When I started writing Go professionally, I didn't expect it to become my default tool for everything backend. But after years of building systems that handle real traffic and real failure modes, I keep coming back to it.
Why Go Works for Backend Systems
Go's simplicity is not a limitation, it's a feature. When your system is handling thousands of requests per second, you want every line of code to be predictable. Take a look at this:
func (s *Service) ProcessOrder(ctx context.Context, order Order) error {
if err := s.validate(order); err != nil {
return fmt.Errorf("validation failed: %w", err)
}
return s.repo.Insert(ctx, order)
}You can understand clearly what each line does. And because of the types and the language being compiled, most of the LSPs work perfectly, making it as easy as coding or debugging can possibly be.
The Case for Clean Architecture
Separating your domain logic from infrastructure is not academic exercise. It pays off the first time you need to swap a database driver, change a queue provider, or write a test without spinning up Docker (but when I do, I use testcontainers).
The architecture should scream the use case, not the framework.
The layered approach I follow:
- HTTP handlers: thin, parse request, call service, return response
- Application services: orchestrate business logic, no infrastructure details
- Repositories: data access behind interfaces, swappable implementations
- Infrastructure: database, cache, external APIs, all behind interfaces
The elephant in the room
Yeah, I am talking about Go, but whenever we start this discussion something else comes along: which ORM will we use?
Usually, it depends. As Andreia, my co-worker and friend presented in a GopherCon, each case has its own advantages, for instance, if you are just building a simple CRUD, it is easier to choose, but if performance matters, vanilla SQL is superior. And more than that, SQL is already settled, while most ORMs may suffer from security issues, lack of features and so on. As another friend says in his site Boring SQL
Over 50 years old and [SQL is] still one of the most in-demand programming languages.
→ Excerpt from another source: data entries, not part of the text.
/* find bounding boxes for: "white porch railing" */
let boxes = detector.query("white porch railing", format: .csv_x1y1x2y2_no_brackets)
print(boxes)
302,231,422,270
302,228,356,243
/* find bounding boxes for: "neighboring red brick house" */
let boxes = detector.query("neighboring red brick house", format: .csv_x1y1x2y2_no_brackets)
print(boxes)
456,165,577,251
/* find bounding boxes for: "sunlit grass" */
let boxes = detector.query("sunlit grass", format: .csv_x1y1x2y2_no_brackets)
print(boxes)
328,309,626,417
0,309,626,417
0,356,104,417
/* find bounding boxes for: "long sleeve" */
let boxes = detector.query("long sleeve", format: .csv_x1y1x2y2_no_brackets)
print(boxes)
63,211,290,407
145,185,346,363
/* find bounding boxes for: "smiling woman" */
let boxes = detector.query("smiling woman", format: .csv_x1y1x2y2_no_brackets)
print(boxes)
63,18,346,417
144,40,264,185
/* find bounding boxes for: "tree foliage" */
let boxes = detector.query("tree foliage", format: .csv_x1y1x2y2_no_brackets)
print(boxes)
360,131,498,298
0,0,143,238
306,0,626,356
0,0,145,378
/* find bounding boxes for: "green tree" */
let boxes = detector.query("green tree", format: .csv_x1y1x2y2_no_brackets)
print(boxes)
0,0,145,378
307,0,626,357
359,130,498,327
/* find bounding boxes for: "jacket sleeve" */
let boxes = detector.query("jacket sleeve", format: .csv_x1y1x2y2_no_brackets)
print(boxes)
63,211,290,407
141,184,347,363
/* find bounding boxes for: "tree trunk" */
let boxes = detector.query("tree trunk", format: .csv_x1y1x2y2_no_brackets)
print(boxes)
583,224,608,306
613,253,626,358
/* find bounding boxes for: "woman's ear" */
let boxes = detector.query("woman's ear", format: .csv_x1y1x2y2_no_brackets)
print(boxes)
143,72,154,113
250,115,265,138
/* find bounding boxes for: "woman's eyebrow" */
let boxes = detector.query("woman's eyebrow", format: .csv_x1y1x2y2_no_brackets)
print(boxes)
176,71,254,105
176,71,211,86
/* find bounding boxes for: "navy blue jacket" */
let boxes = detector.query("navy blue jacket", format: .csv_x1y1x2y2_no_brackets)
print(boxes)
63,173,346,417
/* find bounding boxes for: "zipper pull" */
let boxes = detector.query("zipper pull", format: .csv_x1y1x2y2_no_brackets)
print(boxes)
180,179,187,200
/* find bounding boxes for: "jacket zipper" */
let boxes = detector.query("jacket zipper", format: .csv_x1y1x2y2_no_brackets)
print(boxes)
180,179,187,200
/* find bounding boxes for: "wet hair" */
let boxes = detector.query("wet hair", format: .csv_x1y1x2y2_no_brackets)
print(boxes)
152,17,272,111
My DBMS of choice is PostgreSQL. Between JSONB for the times you actually need schema flexibility,
CTEs for readable complex queries, and rock-solid ACID guarantees, it covers virtually every use case I have encountered.
Add pgx as the driver and you get connection pooling, prepared statements, and native type support without the ORM overhead.
Boring Technology Wins
PostgreSQL over the shiny new database. Standard library over the trendy framework. Explicit error handling over exception magic. These choices compound over years of maintenance.
The best system is the one that never wakes you up at 2 AM. The second best is the one you can actually debug when that happens.